Where do your premium dollars go?

How’s this for an understatement: Healthcare is expensive.

Just how expensive is it?

According to the Centers for Medicare and Medicaid Services (CMS), in 2020, the U.S. spent $4.1 trillion — or $12,530 per person—on healthcare. That’s 19.7 percent of the Gross Domestic Product (GDP), meaning we’ve now reached the point where nearly one of every five dollars in the U.S. is spent on healthcare. What’s more, the U.S. outspends other industrialized nations on healthcare, devoting nearly twice as much of its GDP compared to similar countries.

At Blue Cross and Blue Shield of Kansas, we have a responsibility to make sure our members receive affordable, quality healthcare coverage. Our job is to strike a balance: providing members with access to high quality healthcare, while doing everything we can do contain costs. We believe that smarter spending—not more spending—leads to better health, and overall, healthier communities.

How your premium dollars are spent

The chart below shows what happens with premium dollars paid to Blue Cross and Blue Shield of Kansas. As you can see, the bulk of the premium dollar — 87.7 cents — is used to pay claims to doctors, clinicians, hospitals and pharmacists who provide services to our members.
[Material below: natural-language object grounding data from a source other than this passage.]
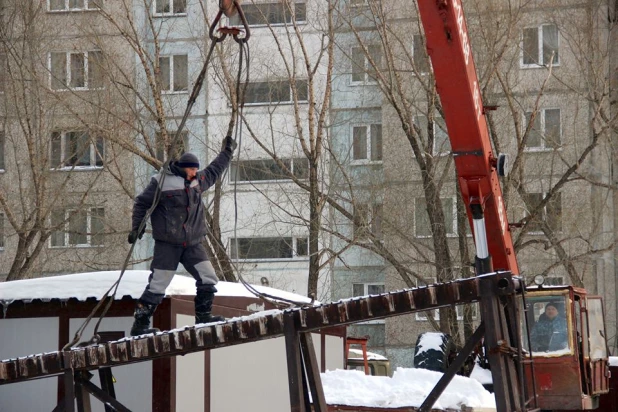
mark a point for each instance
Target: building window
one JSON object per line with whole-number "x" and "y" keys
{"x": 275, "y": 92}
{"x": 77, "y": 71}
{"x": 1, "y": 230}
{"x": 554, "y": 281}
{"x": 76, "y": 149}
{"x": 170, "y": 7}
{"x": 363, "y": 70}
{"x": 277, "y": 13}
{"x": 540, "y": 46}
{"x": 546, "y": 130}
{"x": 174, "y": 73}
{"x": 2, "y": 144}
{"x": 419, "y": 54}
{"x": 422, "y": 226}
{"x": 163, "y": 148}
{"x": 368, "y": 220}
{"x": 73, "y": 5}
{"x": 268, "y": 170}
{"x": 441, "y": 143}
{"x": 367, "y": 143}
{"x": 551, "y": 213}
{"x": 257, "y": 248}
{"x": 77, "y": 227}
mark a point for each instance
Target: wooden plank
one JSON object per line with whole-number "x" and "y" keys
{"x": 313, "y": 373}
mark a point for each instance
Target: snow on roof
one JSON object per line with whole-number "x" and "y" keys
{"x": 358, "y": 353}
{"x": 407, "y": 388}
{"x": 430, "y": 340}
{"x": 82, "y": 286}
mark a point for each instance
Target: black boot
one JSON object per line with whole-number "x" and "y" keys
{"x": 142, "y": 314}
{"x": 203, "y": 308}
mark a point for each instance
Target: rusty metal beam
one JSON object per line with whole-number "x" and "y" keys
{"x": 312, "y": 373}
{"x": 295, "y": 368}
{"x": 247, "y": 329}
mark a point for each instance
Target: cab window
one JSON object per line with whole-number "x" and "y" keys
{"x": 548, "y": 325}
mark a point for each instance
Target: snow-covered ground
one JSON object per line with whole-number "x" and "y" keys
{"x": 407, "y": 388}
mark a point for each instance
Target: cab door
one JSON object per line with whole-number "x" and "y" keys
{"x": 598, "y": 367}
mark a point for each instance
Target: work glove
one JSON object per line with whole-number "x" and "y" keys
{"x": 133, "y": 236}
{"x": 230, "y": 144}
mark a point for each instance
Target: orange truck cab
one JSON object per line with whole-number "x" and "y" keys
{"x": 566, "y": 356}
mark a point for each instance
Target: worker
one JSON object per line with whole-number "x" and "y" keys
{"x": 178, "y": 228}
{"x": 550, "y": 332}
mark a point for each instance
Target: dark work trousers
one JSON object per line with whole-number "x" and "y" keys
{"x": 165, "y": 262}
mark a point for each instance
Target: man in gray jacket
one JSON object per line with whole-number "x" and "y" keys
{"x": 178, "y": 228}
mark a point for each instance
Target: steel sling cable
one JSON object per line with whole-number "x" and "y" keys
{"x": 192, "y": 98}
{"x": 240, "y": 93}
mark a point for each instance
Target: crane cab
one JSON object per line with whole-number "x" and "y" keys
{"x": 566, "y": 356}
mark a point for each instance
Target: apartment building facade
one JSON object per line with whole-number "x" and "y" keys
{"x": 534, "y": 68}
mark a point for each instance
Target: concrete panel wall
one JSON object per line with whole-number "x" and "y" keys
{"x": 21, "y": 337}
{"x": 189, "y": 376}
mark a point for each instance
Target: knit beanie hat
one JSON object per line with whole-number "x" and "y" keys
{"x": 188, "y": 160}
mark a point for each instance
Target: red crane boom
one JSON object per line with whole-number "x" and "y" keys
{"x": 448, "y": 46}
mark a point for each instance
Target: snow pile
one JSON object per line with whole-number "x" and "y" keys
{"x": 82, "y": 286}
{"x": 430, "y": 340}
{"x": 407, "y": 388}
{"x": 481, "y": 374}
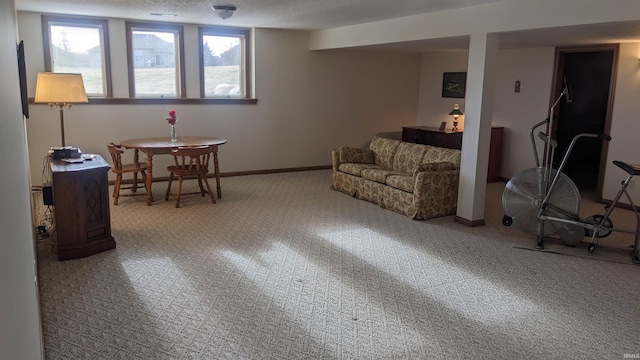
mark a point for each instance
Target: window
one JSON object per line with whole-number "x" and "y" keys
{"x": 79, "y": 45}
{"x": 224, "y": 62}
{"x": 155, "y": 55}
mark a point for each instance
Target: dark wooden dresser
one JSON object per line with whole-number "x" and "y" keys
{"x": 453, "y": 140}
{"x": 81, "y": 204}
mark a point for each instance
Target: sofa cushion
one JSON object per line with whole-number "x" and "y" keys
{"x": 355, "y": 155}
{"x": 402, "y": 182}
{"x": 408, "y": 156}
{"x": 378, "y": 175}
{"x": 438, "y": 154}
{"x": 355, "y": 168}
{"x": 383, "y": 150}
{"x": 435, "y": 166}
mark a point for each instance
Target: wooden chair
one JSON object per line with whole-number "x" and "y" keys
{"x": 190, "y": 162}
{"x": 119, "y": 168}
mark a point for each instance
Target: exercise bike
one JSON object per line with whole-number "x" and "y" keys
{"x": 543, "y": 201}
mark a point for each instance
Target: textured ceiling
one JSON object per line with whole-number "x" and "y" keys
{"x": 285, "y": 14}
{"x": 324, "y": 14}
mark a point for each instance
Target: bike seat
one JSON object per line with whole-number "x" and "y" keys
{"x": 630, "y": 169}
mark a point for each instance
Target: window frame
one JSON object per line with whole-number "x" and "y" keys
{"x": 156, "y": 26}
{"x": 78, "y": 21}
{"x": 245, "y": 39}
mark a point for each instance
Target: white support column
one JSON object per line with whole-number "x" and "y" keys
{"x": 483, "y": 49}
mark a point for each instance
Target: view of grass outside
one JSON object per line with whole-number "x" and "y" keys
{"x": 222, "y": 56}
{"x": 216, "y": 77}
{"x": 77, "y": 49}
{"x": 92, "y": 78}
{"x": 159, "y": 81}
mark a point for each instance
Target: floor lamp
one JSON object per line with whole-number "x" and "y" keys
{"x": 60, "y": 91}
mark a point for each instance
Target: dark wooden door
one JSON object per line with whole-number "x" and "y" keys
{"x": 588, "y": 74}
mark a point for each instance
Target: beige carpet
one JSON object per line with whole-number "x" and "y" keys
{"x": 283, "y": 267}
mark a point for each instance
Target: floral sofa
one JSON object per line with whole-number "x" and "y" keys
{"x": 419, "y": 181}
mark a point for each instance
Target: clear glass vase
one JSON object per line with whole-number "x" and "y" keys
{"x": 174, "y": 135}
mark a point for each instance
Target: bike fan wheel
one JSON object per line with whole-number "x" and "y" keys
{"x": 523, "y": 195}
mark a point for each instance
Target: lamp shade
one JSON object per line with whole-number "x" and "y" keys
{"x": 456, "y": 111}
{"x": 59, "y": 88}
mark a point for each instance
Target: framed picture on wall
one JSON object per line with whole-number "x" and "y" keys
{"x": 454, "y": 84}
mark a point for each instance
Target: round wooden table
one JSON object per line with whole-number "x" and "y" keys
{"x": 164, "y": 145}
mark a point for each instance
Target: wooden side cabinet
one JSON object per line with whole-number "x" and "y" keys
{"x": 453, "y": 140}
{"x": 81, "y": 205}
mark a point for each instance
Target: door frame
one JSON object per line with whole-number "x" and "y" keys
{"x": 558, "y": 85}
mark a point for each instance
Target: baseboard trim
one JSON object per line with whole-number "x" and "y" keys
{"x": 240, "y": 173}
{"x": 469, "y": 223}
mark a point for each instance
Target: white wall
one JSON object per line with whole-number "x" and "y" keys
{"x": 625, "y": 126}
{"x": 308, "y": 102}
{"x": 19, "y": 314}
{"x": 517, "y": 112}
{"x": 433, "y": 109}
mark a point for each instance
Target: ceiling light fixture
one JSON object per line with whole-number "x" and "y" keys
{"x": 224, "y": 11}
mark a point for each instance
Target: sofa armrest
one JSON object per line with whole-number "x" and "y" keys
{"x": 436, "y": 193}
{"x": 348, "y": 154}
{"x": 335, "y": 158}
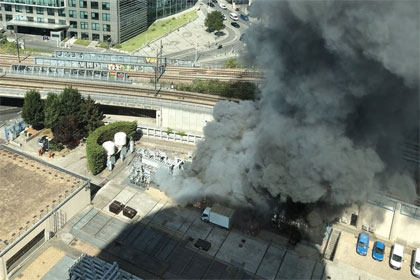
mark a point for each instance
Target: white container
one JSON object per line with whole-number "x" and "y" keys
{"x": 109, "y": 147}
{"x": 120, "y": 139}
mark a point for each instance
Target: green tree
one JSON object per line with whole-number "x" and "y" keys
{"x": 214, "y": 21}
{"x": 33, "y": 111}
{"x": 66, "y": 131}
{"x": 52, "y": 109}
{"x": 71, "y": 101}
{"x": 91, "y": 115}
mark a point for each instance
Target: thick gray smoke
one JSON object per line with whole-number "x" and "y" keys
{"x": 341, "y": 96}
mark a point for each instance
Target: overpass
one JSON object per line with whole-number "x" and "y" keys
{"x": 175, "y": 110}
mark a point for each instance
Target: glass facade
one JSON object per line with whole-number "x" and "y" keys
{"x": 162, "y": 8}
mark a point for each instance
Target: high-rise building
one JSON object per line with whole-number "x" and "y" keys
{"x": 109, "y": 20}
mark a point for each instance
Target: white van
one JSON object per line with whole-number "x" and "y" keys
{"x": 396, "y": 259}
{"x": 415, "y": 269}
{"x": 233, "y": 16}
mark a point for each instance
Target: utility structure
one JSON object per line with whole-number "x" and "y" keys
{"x": 159, "y": 68}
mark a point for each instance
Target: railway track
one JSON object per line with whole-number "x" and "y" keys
{"x": 20, "y": 81}
{"x": 172, "y": 73}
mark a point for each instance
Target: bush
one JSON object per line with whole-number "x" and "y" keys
{"x": 95, "y": 153}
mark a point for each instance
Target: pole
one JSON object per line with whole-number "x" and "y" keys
{"x": 17, "y": 47}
Source: Blue Cross and Blue Shield of Kansas, 2021

Claims: 87.7 cents

Most of your premium is used to pay claims to hospitals, physicians and other healthcare providers on your behalf. Here’s how that breaks down:

  • 40.1 cents is paid to hospitals, facilities and other institutions
  • 25.6 cents is paid doctors, specialists and other healthcare providers
  • 19.2 percent is paid for prescription drugs
  • 2.8 percent is paid for dental claims

Every year, 17 million plus claims are submitted to Blue Cross and Blue Shield of Kansas. To contain claims costs, Blue Cross and Blue Shield of Kansas has built a strong network and market presence in the state.

Nearly one million Kansans carry a Blue Cross and Blue Shield card. That’s one out of every three people in the state. In addition, over 96% of all providers participate in our provider networks, including 99% of all doctors and 100% of the hospitals. We negotiate savings with these doctors and hospitals to save you money. These savings are passed onto our customers in the form of lower premiums.

How premium dollars work: For any insurance to work, there must be enough premium dollars ready to pay claims. Premiums reflect the overall risk level of members within a given “pool” or set of insurance policies. Thus, the risk of someone needing extensive medical care is spread among members. Premium rate increases affect everyone, even those who don’t use their benefits frequently.

Operating expenses: 11.2 cents

Operating expenses are the cost of doing business, such as processing claims, handling member inquiries, maintaining computer systems, protecting consumers from fraud, and supporting our employees.

Blue Cross and Blue Shield of Kansas is continuously working to keep operating expenses in check. We’re constantly improving our internal processes to streamline work, cut administrative costs, and strip out work that has no customer value.

For example, in 2020 we completed the launch of a years-long initiative called the Beacon program. It consolidated data for employer groups, members and benefits from multiple platforms into one. Ultimately, it reduced complexity, risk and cost, while creating efficiencies, and ultimately helping us keep our operating costs in check.

Taxes: 1.4 cents

All businesses pay federal and state taxes, and health insurers are no different. Taxes include premium tax paid to the Kansas Insurance Department and fees attributed to the Affordable Care Act (ACA). There are also a number of taxes and fees that are specific to health insurance products and – like all taxes and fees on insurers – are built into premiums.

Policyholders’ reserves: 0 cents
Policyholder reserves represents our cumulative earnings, which we keep in the company to pay future claims and support operations. Because BCBSKS experienced a slight underwriting loss in 2021, no money was added to the policyholders’ reserves. The underwriting loss was expected and was related to COVID-19 expenses and policies in place to ensure our members didn’t have that extra burden of worrying about paying for testing, vaccination and/or treatment during the pandemic.

Blue Cross and Blue Shield of Kansas seeks a very small contribution to policyholders’ reserves each year. Contrast that to a publicly traded company whose goal is to maximize profits for shareholders. Most for-profit insurers seek a six to eight percent profit margin. Blue Cross and Blue Shield of Kansas, on the other hand, works hard to be sure every dollar we make goes to the benefit of our customers.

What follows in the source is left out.